Later, a woman walked over to the house from across the street and started talking with the men. Officer Goines believed that the woman saw him watching the residence and was warning the men of his presence. Based on that belief, Officer Goines decided to gather his raid team and execute the warrant. A raid team of approximately six officers was waiting in a van several blocks away. Officer Goines drove his truck to the team's location and joined the other officers in the van. Officer Goines testified that it was probably three or four minutes from the time he discontinued surveillance until he returned in the van with the raid team.

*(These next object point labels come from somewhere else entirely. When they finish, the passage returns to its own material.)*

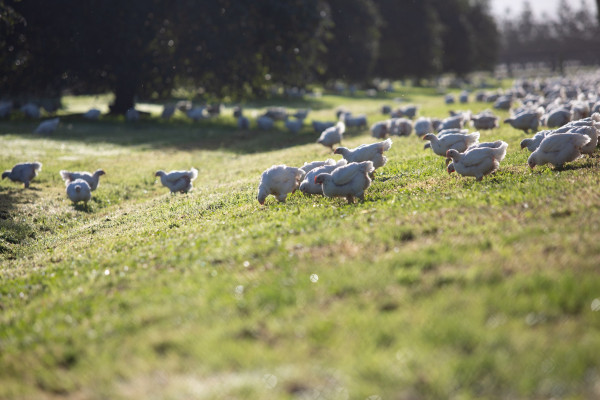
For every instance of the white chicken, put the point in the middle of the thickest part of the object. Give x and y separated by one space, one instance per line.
379 130
349 181
79 190
197 113
308 186
91 179
534 142
526 120
243 123
333 135
265 123
320 126
294 125
454 141
484 120
557 117
23 172
478 161
48 126
423 126
178 181
399 126
558 149
589 131
279 180
367 152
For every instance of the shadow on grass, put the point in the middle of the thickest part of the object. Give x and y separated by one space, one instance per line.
219 133
13 230
83 207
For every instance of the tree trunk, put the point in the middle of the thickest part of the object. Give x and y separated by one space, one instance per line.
125 91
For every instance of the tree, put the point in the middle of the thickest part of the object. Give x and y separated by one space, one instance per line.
143 47
353 40
410 39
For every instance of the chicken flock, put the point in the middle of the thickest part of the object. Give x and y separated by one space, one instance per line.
572 133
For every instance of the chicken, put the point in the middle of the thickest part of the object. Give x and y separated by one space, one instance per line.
48 126
556 117
91 179
333 135
23 172
349 181
453 122
265 123
367 152
243 123
178 181
320 126
279 180
526 120
379 130
478 161
484 120
558 149
308 186
454 141
423 126
399 126
197 113
490 145
534 142
79 190
167 112
294 125
590 131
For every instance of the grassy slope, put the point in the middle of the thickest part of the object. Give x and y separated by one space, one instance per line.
436 286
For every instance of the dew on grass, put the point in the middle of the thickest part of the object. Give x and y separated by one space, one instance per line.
270 381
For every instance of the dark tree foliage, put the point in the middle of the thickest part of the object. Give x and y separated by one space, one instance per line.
410 40
353 42
423 38
232 48
568 34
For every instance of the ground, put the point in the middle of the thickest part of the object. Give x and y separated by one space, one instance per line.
436 286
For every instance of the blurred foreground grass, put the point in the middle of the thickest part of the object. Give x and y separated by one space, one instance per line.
436 286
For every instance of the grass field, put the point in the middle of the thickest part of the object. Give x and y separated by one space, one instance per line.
435 287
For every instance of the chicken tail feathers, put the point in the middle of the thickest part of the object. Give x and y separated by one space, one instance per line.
194 173
387 144
66 175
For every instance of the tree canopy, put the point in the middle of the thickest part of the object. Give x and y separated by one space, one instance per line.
233 48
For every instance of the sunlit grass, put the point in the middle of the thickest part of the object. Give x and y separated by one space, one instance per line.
436 286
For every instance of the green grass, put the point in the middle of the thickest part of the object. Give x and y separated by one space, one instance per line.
436 286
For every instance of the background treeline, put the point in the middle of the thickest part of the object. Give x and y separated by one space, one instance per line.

When the raid team approached, appellant got up from where he was sitting and ran into the garage towards the door leading into the house. He was ordered to lie on the ground and complied. The small-framed black man, Darrell Prophet, ran around the side of the house towards the rear of the house where he was caught. The man who was working on the car, Gary Pugh, froze, and he was ordered to lie on the ground. The woman, Virgil, ran into the garage and was found hiding in the garage closet.

The raid team entered the house through the door inside the garage that Officer Goines had observed appellant use. First, officers "cleared" the house and found nobody inside. The door from the garage led into the kitchen and den area. The den opened up to the kitchen, separated only by the kitchen counter. In plain view on the kitchen counter, the officers found a plastic bag containing five crack cocaine cookies, a black tray with loose rocks of crack cocaine, a vanilla extract bottle containing 1.06 grams of PCP, a small bag of marijuana, a black briefcase that contained a large sum of cash, a scale, a knife, and appellant's Texas driver's license. Officer Goines testified that appellant's license was found on the counter right next to the contraband. The currency in the briefcase was in small denominations of ones, tens, and twenties.

Officer Goines had been a member of the HPD Narcotics Division for twenty-four years. Based on this experience, Officer Goines explained for the jury the meaning of the drug terminology he used and significance of what was found. He explained that a "cookie" is made from twenty-eight grams (one ounce) of cocaine in a powder form that has been converted into crack cocaine. It is referred to as a "cookie" because it looks like a big, thick vanilla cookie. The cookie can be broken into smaller pieces, referred to as crack cocaine "rocks." A "rock" weighs from 0.2 to 0.4 grams and is the size used for personal consumption. Officer Goines said that a gram of crack cocaine has a street value of about $100. The cookie (twenty-eight grams of crack cocaine) is usually sold wholesale for about $600 to street dealers who break up the cookie into rocks to sell individually. Officer Goines estimated that a dealer would make around $2800 from the rocks from one cookie.

Officer Goines explained that PCP is normally sold in two-gram bottles for a value of around $350. PCP is in a liquid form, has a distinct odor, and is normally carried in vanilla extract bottles on the street.